The West Branch Sugar River is a tributary of the Sugar River, about 22.3 mi long, in south central Wisconsin in the United States. Via the Sugar, Pecatonica, and Rock Rivers, it is part of the watershed of the Mississippi River. Its watershed lies entirely within Dane County.

==Course==
The West Branch Sugar River rises in southeastern Dane County just west of Mount Horeb and follows a generally southeasterly course through the county. It flows into the Sugar River about 2 mi west of Belleville in Montrose, near the intersection of County Highway PB and Walter Road.

Its main tributary is Mt. Vernon Creek, which is formed from the confluence of Deer Creek and Fryes Feeder and empties into the West Branch Sugar River in Primrose near the intersection of WI-92 and County Road A. There is a small dam where County Highway G crosses the creek in the unincorporated community of Mount Vernon. Other tributaries include Flynn Creek, Milum Creek, and the Primrose Branch.

The watershed, including portions of Blue Mounds, Springdale, Verona, Montrose, Primrose, and Perry and is mostly rural; the only village in the watershed is Mount Horeb. U.S. Route 18 passes through the northern part of the watershed, and Wisconsin Highway 92 crosses through it from northwest to southeast.

==Geography==

The region is predominantly agricultural, with some wetlands, grassland, and forested areas. The Wisconsin DNR labels the majority of the land type as the Platteville savannah: "the characteristic landform pattern is sloping with summits, shoulders, and backslopes of ridges common. Soils are well drained silt loam." The southeastern portion of the watershed is labeled as the Sugar River Valley: "undulating valley floor with floodplains, terraces, beaches, lake plains and scattered bedrock knolls.
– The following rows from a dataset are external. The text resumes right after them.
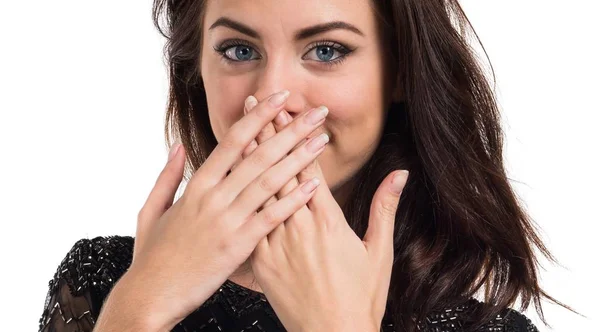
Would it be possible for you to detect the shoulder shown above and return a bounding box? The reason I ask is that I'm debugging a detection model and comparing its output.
[49,236,134,299]
[420,298,539,332]
[382,298,539,332]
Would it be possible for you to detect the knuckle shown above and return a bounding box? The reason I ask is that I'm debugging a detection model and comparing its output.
[219,132,244,150]
[260,207,281,227]
[216,237,235,257]
[290,121,307,137]
[248,149,268,167]
[258,175,275,192]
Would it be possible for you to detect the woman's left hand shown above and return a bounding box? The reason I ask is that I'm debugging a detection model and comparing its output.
[237,94,408,332]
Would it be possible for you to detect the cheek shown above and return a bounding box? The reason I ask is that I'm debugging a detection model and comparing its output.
[203,73,249,141]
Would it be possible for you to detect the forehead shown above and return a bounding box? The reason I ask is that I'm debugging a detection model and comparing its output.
[203,0,376,36]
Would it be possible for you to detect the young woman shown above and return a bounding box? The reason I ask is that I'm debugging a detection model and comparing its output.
[40,0,562,332]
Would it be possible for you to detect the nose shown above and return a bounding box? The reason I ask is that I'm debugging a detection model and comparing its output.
[254,57,308,118]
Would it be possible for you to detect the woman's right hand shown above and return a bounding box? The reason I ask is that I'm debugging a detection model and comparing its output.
[103,90,324,330]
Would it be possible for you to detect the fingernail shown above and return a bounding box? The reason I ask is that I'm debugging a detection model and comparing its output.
[306,106,329,125]
[167,143,181,162]
[275,110,287,127]
[392,170,408,194]
[244,96,258,114]
[300,177,321,194]
[269,90,290,107]
[306,133,329,152]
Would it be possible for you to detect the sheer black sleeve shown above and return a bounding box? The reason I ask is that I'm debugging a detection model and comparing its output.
[38,236,133,332]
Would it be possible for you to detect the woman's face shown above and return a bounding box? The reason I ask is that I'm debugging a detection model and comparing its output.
[201,0,398,201]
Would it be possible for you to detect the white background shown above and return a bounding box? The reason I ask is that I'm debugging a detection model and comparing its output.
[0,0,600,332]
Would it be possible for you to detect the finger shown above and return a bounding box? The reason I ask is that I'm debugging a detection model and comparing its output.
[229,129,327,217]
[298,133,341,214]
[134,143,185,260]
[240,96,262,160]
[188,90,289,190]
[215,103,327,203]
[240,179,319,245]
[363,170,408,258]
[273,110,307,197]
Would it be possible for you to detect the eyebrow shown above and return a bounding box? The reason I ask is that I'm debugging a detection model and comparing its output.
[208,17,365,41]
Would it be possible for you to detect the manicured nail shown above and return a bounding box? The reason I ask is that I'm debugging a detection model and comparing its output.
[300,177,321,194]
[275,110,287,127]
[306,133,329,152]
[306,106,329,125]
[269,90,290,107]
[392,170,408,194]
[244,96,258,114]
[167,143,181,161]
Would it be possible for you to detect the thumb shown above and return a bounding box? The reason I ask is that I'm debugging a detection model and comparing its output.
[136,143,185,246]
[363,170,408,255]
[139,143,185,220]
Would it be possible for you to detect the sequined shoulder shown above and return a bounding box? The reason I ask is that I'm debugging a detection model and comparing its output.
[44,236,134,299]
[408,298,539,332]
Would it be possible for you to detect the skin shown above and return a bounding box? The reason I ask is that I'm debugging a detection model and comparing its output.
[95,0,408,331]
[200,0,401,292]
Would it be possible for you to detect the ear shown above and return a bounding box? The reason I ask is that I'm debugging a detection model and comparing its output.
[392,75,405,103]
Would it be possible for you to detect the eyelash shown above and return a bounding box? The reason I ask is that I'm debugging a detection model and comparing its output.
[213,39,354,68]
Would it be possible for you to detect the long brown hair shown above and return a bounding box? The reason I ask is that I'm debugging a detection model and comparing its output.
[153,0,572,331]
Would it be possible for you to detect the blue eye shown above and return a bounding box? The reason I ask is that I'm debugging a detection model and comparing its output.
[214,39,353,67]
[224,45,254,61]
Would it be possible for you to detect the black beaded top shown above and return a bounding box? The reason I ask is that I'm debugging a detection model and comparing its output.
[39,236,539,332]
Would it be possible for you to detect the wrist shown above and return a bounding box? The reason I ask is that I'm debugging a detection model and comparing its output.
[94,270,178,332]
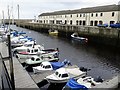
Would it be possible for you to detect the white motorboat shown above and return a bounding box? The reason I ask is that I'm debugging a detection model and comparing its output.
[45,66,86,83]
[11,36,33,47]
[63,75,119,90]
[25,55,59,66]
[64,76,103,90]
[48,29,58,36]
[33,60,71,73]
[33,61,53,73]
[13,41,37,54]
[16,45,59,59]
[15,45,45,59]
[71,33,88,42]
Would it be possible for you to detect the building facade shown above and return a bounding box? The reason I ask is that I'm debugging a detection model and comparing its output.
[38,4,120,26]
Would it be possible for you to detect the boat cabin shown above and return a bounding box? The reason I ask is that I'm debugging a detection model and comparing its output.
[55,68,69,79]
[40,62,52,70]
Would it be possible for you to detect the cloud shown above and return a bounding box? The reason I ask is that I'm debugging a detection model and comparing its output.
[0,0,119,18]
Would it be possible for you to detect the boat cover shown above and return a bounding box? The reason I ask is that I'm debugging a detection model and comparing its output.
[50,62,65,70]
[66,78,88,90]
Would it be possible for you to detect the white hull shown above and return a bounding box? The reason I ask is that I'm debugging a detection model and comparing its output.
[45,73,86,83]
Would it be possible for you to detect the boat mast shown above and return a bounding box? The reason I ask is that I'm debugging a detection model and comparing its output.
[17,4,20,27]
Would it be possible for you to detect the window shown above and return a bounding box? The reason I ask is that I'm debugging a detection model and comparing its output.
[79,21,82,25]
[62,73,68,78]
[100,13,103,16]
[112,12,115,17]
[91,13,93,17]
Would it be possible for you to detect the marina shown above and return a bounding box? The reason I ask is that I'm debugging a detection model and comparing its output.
[1,25,120,90]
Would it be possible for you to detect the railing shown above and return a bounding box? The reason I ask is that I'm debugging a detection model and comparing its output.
[0,53,13,90]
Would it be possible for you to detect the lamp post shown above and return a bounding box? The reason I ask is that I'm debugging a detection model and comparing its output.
[118,1,120,23]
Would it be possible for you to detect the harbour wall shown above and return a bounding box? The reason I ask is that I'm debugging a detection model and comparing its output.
[16,22,120,48]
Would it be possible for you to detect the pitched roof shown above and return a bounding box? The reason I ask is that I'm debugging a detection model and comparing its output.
[39,4,120,16]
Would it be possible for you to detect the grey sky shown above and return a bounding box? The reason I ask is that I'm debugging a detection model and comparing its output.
[0,0,119,19]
Soils are predominantly well drained loam and silt over gravelly sandy outwash, silty alluvium, silty and clayey lacustrine, or silty loess." The original vegetation cover consists primarily of oak forest, prairie, marsh and sedge meadow, wet prairie, and lowland shrubs.

The West Branch Sugar River is part of the larger Sugar Pecatonica Basin. The 156.64 mi of the streams comprising the West Branch Sugar River watershed cover 66.74 sqmi, or 42713 acres, with 9.41 acres covered by unnamed lakes and 1131.91 acres of wetlands.

==Conservation==

The river's watershed includes extensive wetlands, some of which are in the process of restoration. The only noted aquatic invasive is reed canary grass along much of the downstream wetlands. With the help of the Upper Sugar River Watershed Association, the river was delisted in 2004 from the 303(d) list of the Clean Water Act, the first one in Wisconsin to be so removed. Prior to this the river had been impaired by contaminated fish tissue (mercury) and degraded habitat (sediment and suspended solids) exceeding its total maximum daily load. In fact, almost all of Deer Creek, Fryes Feeder, Flynn Creek, and Milum Creek, as well as part of Mt. Vernon Creek, have been designated exceptional or outstanding streams. The majority of the river's course and tributaries are designated Class 1 and Class 2 trout stream lines, and a small stretch of the river is designated wadable cool water for smallmouth bass by the Wisconsin DNR.

Additionally, Dane County has been granted both Large and Small Scale Lake Protection Grants which include the West Branch Sugar River watershed. There are two DNR managed lands, both a part of the Mount Vernon Creek Fishery Area.